裏モノ採集は一見平凡で怠惰なる日常の積み重ねの成果である。

26日

月曜日

溶けたニオブにゃ未練はないが

 冶金業界向け駄洒落。朝、7時半起床。朝食、貝柱粥と梅干。果物はスイカ。昨日二度も買い物に出ていながら、牛乳を買っておくのを忘れたのでブラックコーヒーとなる。K子が、こないだ書いた講談社原稿は前とネタがカブってないか、と言うので不安になって、以前の原稿を見直すが別にカブリはなし。昔、アスキーで同じ場所に取材にいったことがあるので、それとゴッチャになったらしい。最近、ボケの徴候か人の名前などド忘れすることしょっちゅうで、ついに原稿でまでやったか、とドキリ とした。まずホッと安堵。

『クルー』原稿、執筆にかかる。ネタ拾いに書庫に行って、ここらにありそうだが、と思って当たりをつけたものをパラパラ。勘は確かで、一発で最高のネタにあたる。こういうときの原稿は書いていて実に気持ちがいい。1時半までかけて400時詰め2枚半相当のコラム一本。書き上げるのに45分、字数調整とそのあとの文の形をととのえるのに1時間。送り終わってふうと息をついてサイト巡回。山本弘会長の掲示板が、会長の病気を理由にもう何日も閉鎖中。そう言えばこないだの例会で咳をして いたが、大丈夫だろうか。

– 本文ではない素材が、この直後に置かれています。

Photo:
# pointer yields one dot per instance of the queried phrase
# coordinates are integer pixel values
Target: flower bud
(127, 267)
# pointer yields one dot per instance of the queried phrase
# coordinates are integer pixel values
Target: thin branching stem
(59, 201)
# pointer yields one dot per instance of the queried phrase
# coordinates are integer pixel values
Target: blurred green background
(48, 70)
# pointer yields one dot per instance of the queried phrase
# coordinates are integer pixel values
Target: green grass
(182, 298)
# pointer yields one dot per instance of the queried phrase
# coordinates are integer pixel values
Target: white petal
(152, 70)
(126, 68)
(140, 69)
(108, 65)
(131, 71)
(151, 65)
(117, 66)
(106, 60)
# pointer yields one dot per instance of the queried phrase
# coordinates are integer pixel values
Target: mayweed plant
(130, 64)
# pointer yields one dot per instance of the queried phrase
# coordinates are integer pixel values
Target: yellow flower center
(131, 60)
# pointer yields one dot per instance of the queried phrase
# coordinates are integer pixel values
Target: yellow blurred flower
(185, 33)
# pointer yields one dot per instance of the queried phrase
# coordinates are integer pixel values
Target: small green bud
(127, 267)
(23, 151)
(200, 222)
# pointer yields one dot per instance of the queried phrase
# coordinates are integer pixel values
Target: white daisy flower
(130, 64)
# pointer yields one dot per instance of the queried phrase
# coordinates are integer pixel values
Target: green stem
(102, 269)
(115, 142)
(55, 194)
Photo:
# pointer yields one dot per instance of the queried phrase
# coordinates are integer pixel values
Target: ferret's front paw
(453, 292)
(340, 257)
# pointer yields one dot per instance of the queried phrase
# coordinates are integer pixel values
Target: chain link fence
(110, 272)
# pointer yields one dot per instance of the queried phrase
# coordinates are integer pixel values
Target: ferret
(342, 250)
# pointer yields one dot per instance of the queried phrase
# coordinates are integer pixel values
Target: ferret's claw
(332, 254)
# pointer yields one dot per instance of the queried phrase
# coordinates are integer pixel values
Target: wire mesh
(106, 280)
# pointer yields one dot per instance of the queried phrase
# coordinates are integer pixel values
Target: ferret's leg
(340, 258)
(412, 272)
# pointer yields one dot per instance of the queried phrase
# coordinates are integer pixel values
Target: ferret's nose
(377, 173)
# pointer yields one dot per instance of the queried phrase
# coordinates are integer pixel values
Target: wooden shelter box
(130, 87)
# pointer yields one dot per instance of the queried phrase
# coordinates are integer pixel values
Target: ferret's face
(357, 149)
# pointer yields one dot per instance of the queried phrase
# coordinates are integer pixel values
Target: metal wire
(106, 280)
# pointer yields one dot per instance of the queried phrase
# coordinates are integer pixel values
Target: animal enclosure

ちと心配になる。

 昼は昨日の残りの冷や飯でカレー。いつもは温めた飯に冷えたカレーをかけるが、今日は念願の、というのもオーバーだが冷や飯に温めたカレーという組み合わせ。やはり、この組み合わせで食べると、昔ながらの昼のカレーの味がする。食べ終えたころに、知人某氏から電話。ずいぶんとソッケない感じで“なんにも連絡がないもんでかけてみました”とのこと。私がいろいろ世話をしたこともある人なのだが、ちょっと前、この人から金銭的なことで頼まれごとをし、その時電話口で一応無理っぽいとは伝えたのだが、くりかえし頼まれて、向こうの窮状も知っている身として、じゃアどうなるかちょっと算段してみます、と言って切った。それから、いろいろあれこれやってはみたのだが、某氏の頼みの額というのがちょっとまとまったもので、現在、うちは会社組織であり、金はあっても自分の自由には出来ぬ身、しかも金の出もとを握っているのがK子、という、とても協力は出来ない状態だった。相手が期待していると思うとかえってなかなか電話も出来ぬまま、時間がたってしまい、しびれをきらして電話をかけてきたらしい。やはりどうにもならんので、と恐縮しながら言うと、イヤ、もう結構です、私も新しい仕事が決まりましたし、と言う。その件で某社の雑誌のインタビューも受けるらしい。じゃあこちらの方でもマスコミなど紹介しましょうか、と言ったら、“イエ、こちらでやりますからいいです、では”と、切られてしまった。どうも徹底して信用をなくしたらしい。向こうの都合で頼み事をしてきて、それに応じられぬからと言って信用をなくすのも不条理な話だと思うが、確かに力に なれなかったことは事実。受話器握ってハア、とため息をつくのみ。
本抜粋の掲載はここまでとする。